Алексей Бакулин
МАРФА
Во времена царицы Анны Иоанновны служил в российской армии молодой офицер — поручик Василий Петрович Сударев. За исправную службу, за храбрость и смекалку, проявленные на поле боя — в Крыму, в армии фельдмаршала Миниха, — был он личным Ея Величества указом пожалован дворянством и имением. Располагалось это имение не далеко и не близко — в двухстах и больше верст от Петербурга, в Карельской земле. Большая деревня, Сюрьга называется, лежит на берегу большого озера Саргьярви, в котором рыбы всякой — видимо-невидимо, а вокруг леса, а в лесах зверья — хоть руками лови.
— Хорошо. Повезло тебе, — говорили Василию офицеры-однополчане. — Выйдешь в отставку, женишься, лесом будешь торговать, рыбой… богатеем станешь!
И Василий вышел в отставку и женился. Жену взял из питерской чиновной семьи: отец ее, дворянин Феодор Кузмищев, служил по почтовой части и зятю-помещику очень обрадовался.
— И хорошо, Васенька, — говорил он на свадебном пиру, не за столом, а в сенях, куда оба вышли отдышаться после жирных яств, крепкой водки и шумных бесед. — Хорошо, куда как хорошо! Чем в Петербурхе этом гнилом жить, так лучше в Карелах! Хоть и дико, а все — на вольном воздухе! Да и что — дико? Не Сибирь. Я, вот, до двадцати лет все в воронежском поместье проживал, — ох и славно там было, а дальше, чем Карела твоя, раза в три будет! Не ушел бы оттуда век, кабы ни забота. Марфонька в своем поместье-то разрумянится, дышать начнет, а то — белая, как тесто, киснет здесь, на болотине… Я вот состарюсь, к вам приеду… Примете старичка?..
И смеялся Феодор Сидорович осторожно, опасливо, потому что не был уверен до конца, что примут его дочка с зятем, когда станет он старичком, подгнившим на питерской сырости. На что он тогда нужен-то будет? А Марфа и сейчас — не приласкается, не улыбнется, ходит белая, сонная, ничему не радуясь, ни на что не печалясь. Поди, догадайся, любит она отца или нет? И слова добрые говорит, да слова эти, как питерский дождик, — то ли есть, то ли нет, то ли промочил, то ли показалось. Ух, и не любил Феодор Сидорович Питера, и к дочери относился подозрительно, и зятя своего, пока женихом к ним таскался, долго разглядывал, долго говорил с ним, как милостивый начальник канцелярии со старательным стряпчим: «Ну-ну, дескать, молодой человек, так-так!.. Все это одобрения достойно, однако…» И вот теперь, хлебнув водки, тесть несколько отмяк, стал думать, что Василий ему теперь вроде сына — может быть… Будет он теперь на старости лет теплой печкой обезпечен — может быть…

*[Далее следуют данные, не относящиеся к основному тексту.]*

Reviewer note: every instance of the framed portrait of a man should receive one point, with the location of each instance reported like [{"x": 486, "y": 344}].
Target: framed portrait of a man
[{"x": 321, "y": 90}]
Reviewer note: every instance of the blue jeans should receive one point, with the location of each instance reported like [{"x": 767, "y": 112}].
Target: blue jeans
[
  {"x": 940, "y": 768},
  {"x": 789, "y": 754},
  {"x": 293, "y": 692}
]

А Марфа-невеста сидела за свадебным столом, раскрасневшаяся от духоты и двух стаканчиков вина, но так и не проснувшаяся от своей двадцатилетней спячки, сидела и ждала, когда жених ее вернется. И на лице ее было написано только ожидание — и ничего больше: терпеливое, ровное ожидание. Кругом балабонили гости, ибо застолье дошло уже до той кондиции, что каждый слушал только сам себя, воображая, что беседует сразу со всеми, а Марфа никого не слушала, только сидела и ждала. Маленькие ее голубые глазки — спокойные-спокойные — глядели внутрь, губы — уютные мягкие, розовые, — почивали себе, не тревожась страстьми, а по атласным щечкам блуждал непривычный темный румянец.
Вот вернулся Василий в офицерском красивом мундире — высокий, крепкий, черноусый, хлопнулся на стул, с ласковой улыбкой взял невесту за руку, — повернулась к нему Марфинька, и на лице ее отразилось: «Дождалась!» — хоть ни искорки не сверкнуло в глазах, лишь губы чуть всколыхнула улыбка.
Гости перевели свои речи на политику, и начали ругательски ругать немцев, и Василию очень хотелось включиться в разговор — он немцев-то повидал! — но хотелось еще и помолчать с невестой, подержать ее за руку, покормить с рук французскими конфетками. Он было попробовал что-то кому-то рассказать из своего крымского боевого опыта — да куда там! Сосед и хотел бы его послушать, да при все желании не мог: растекалось внимание, а глотка сама собой начинала какую-то протяжную песню. И Василий поворачивался опять к невесте, у которой теперь губы прочно сложились в улыбку, и что-то ей нашептывал среди гама и разнобойного пения.
Пожили месяц еще в Питере и начал Василий собираться в поместье: хоть посмотреть, что это за земля такая. Жену оставил в городе, у отца; сам же в купленной для этой поездки крытой телеге отправился в путь. Был май месяц. Тесть и жена стояли на крыльце своего деревянного василеостровского домика и махали платочками ему вслед. Отец временами тыкал дочку в бок и шипел:
— Ты, тесто! Хоть слезинку бы выдавила! В дикие края человек едет!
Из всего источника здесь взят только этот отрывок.